A trama acompanha Halina, interpretada por Anna Seniuk, uma idosa que enfrenta problemas financeiros após cair em um golpe. A ameaça de perder sua casa e fazenda mobiliza não apenas sua família, mas toda a comunidade local. O roteiro aposta na ideia de união coletiva para resolver uma crise individual, explorando temas como confiança, envelhecimento e vulnerabilidade no ambiente digital.

Apesar da premissa atual, o desenvolvimento narrativo não sustenta o potencial do tema. O filme adota um tom de comédia exagerada, recorrendo a situações absurdas e conflitos artificiais que enfraquecem o impacto emocional. Em vez de construir uma progressão dramática consistente, a narrativa se aproxima de uma sequência de esquetes, o que compromete o envolvimento do público.

Um dos principais entraves está na construção da protagonista. Halina é retratada como uma figura teimosa e manipuladora, o que dificulta a empatia. O filme sugere uma jornada de redenção, mas não desenvolve mudanças significativas em seu comportamento. Como resultado, o espectador encontra poucos motivos para se conectar com a personagem central, mesmo diante de sua situação delicada.

No elenco, Anna Seniuk entrega uma atuação que tenta equilibrar o tom teatral exigido pelo roteiro, enquanto Artur Barciś, no papel de Jan, contribui com momentos pontuais de humor. Ainda assim, a dinâmica entre os dois personagens carece de profundidade, dependendo de mal-entendidos que poderiam ser resolvidos com maior desenvolvimento de diálogo.

Curiosamente, os personagens secundários apresentam maior potencial dramático. As histórias envolvendo Oliwia e Ewa introduzem conflitos mais próximos da realidade, ligados a escolhas pessoais e responsabilidades familiares. No entanto, essas tramas recebem pouco espaço, o que limita o impacto que poderiam ter na narrativa geral.
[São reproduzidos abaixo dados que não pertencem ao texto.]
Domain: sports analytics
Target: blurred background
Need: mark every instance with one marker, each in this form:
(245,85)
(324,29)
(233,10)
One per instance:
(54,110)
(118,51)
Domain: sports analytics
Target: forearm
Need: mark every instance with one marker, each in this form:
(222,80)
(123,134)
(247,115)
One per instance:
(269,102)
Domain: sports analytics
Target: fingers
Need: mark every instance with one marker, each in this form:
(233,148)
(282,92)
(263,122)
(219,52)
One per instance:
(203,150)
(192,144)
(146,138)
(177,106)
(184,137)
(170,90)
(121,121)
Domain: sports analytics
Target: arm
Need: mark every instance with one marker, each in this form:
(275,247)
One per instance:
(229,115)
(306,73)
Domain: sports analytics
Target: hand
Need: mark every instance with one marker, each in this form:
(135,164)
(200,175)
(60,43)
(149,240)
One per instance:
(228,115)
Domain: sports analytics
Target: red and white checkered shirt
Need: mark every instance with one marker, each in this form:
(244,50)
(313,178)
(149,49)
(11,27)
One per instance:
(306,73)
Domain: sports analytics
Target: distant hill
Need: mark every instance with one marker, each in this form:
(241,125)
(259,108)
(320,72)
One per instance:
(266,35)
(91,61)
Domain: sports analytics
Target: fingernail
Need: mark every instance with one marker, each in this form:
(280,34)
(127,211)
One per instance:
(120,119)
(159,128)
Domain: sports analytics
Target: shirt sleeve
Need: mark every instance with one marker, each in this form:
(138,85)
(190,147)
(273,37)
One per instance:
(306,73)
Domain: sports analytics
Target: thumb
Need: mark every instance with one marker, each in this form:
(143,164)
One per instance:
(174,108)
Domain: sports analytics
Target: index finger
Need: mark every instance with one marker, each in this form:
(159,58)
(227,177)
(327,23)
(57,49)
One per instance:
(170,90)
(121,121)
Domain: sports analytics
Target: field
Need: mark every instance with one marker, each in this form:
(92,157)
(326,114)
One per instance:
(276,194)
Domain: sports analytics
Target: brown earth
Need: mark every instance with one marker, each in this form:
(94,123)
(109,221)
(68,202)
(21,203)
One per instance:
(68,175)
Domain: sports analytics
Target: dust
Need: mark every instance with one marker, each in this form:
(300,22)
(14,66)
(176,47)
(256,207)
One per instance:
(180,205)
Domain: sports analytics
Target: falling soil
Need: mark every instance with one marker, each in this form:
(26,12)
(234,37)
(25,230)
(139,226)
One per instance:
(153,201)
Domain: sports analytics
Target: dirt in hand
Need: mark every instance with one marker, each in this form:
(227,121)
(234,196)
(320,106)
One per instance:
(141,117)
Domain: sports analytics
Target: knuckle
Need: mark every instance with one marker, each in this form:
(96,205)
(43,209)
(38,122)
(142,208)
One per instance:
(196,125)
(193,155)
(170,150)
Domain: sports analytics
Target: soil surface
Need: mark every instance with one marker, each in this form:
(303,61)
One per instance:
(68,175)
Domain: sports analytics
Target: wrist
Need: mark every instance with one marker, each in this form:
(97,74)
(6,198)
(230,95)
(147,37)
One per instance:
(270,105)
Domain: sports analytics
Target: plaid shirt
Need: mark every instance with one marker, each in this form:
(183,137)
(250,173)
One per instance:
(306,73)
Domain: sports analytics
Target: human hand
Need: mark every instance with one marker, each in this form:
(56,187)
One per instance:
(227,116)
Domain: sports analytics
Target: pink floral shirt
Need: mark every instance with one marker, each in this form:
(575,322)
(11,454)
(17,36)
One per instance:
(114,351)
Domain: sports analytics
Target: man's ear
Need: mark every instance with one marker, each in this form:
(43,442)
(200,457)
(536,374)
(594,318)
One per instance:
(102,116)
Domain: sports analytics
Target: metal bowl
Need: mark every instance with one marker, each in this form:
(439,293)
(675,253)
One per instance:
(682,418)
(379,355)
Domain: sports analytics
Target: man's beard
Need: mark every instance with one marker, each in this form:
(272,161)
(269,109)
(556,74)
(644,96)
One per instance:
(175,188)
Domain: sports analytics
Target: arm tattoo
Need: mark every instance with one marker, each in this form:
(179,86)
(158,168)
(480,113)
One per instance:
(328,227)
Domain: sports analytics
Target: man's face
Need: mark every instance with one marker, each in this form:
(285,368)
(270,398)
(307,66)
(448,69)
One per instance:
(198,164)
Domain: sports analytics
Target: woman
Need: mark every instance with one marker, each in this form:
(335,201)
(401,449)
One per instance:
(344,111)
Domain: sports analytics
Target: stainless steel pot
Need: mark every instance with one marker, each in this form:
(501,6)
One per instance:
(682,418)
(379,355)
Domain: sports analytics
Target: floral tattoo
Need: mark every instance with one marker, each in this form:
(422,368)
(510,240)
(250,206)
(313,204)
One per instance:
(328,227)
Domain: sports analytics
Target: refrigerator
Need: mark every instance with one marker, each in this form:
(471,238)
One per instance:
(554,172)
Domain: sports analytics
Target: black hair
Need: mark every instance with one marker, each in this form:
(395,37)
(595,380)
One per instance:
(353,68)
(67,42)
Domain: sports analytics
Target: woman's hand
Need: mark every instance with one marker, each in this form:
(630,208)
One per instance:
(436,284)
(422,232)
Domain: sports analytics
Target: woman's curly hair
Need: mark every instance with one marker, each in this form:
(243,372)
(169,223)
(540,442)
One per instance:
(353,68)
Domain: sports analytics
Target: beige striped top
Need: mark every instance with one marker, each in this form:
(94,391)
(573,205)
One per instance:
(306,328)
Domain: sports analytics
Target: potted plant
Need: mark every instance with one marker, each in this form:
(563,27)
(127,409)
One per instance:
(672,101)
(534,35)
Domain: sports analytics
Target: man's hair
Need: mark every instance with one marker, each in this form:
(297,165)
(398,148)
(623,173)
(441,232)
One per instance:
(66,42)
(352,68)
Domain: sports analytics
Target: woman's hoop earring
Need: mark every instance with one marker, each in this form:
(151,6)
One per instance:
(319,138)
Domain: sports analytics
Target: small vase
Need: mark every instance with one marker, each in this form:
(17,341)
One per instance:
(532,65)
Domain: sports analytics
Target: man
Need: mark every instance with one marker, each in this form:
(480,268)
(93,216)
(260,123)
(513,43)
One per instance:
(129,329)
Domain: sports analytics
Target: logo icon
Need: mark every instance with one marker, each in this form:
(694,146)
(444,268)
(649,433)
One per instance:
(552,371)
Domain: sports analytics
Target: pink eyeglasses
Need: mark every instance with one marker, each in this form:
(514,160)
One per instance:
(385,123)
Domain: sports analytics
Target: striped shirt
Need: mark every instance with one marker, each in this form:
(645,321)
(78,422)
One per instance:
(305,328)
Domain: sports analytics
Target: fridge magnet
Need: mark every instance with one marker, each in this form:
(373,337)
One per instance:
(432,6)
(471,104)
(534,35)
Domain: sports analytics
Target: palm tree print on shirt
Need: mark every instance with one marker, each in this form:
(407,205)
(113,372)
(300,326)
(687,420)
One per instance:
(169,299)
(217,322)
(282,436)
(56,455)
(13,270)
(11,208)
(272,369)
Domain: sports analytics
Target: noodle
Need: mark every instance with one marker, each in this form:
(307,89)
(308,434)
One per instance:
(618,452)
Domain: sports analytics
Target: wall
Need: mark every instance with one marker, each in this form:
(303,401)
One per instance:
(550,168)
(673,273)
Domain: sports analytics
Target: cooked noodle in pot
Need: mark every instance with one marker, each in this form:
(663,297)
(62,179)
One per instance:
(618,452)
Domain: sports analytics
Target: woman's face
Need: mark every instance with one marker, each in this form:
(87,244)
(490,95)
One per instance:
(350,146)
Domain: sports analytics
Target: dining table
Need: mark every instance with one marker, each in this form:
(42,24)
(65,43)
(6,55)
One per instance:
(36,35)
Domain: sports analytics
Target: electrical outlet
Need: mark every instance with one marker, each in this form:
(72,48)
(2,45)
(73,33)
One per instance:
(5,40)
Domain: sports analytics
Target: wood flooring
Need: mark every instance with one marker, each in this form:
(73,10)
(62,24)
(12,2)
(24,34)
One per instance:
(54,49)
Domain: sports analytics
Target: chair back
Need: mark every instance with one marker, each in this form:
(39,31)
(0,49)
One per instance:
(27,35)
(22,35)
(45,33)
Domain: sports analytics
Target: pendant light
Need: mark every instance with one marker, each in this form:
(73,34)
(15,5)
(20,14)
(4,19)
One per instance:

É Preciso um Vilarejo… (2026) - Crítica e Fatos do Filme Polonês da Netflix

Visualmente, o filme se beneficia das paisagens rurais da Polônia, utilizando o ambiente como pano de fundo para reforçar o contraste entre a vida no campo e os problemas trazidos por influências externas. Ainda assim, esse elemento não é suficiente para compensar as fragilidades do roteiro.

Crítica do filme: vale à pena assistir “É Preciso um Vilarejo…” na Netflix?

O humor, que deveria funcionar como motor da história, é irregular. Em alguns momentos, o exagero funciona, mas, na maior parte do tempo, as piadas parecem repetitivas e previsíveis. Isso afeta o ritmo e faz com que a duração de 96 minutos pareça mais longa do que o necessário.

No fim, “É Preciso um Vilarejo…” tenta equilibrar comédia, drama e comentário social, mas não se aprofunda em nenhuma dessas frentes. O resultado é um filme com boas intenções e alguns pontos de interesse, especialmente no elenco de apoio, mas que não consegue transformar sua proposta em uma narrativa envolvente.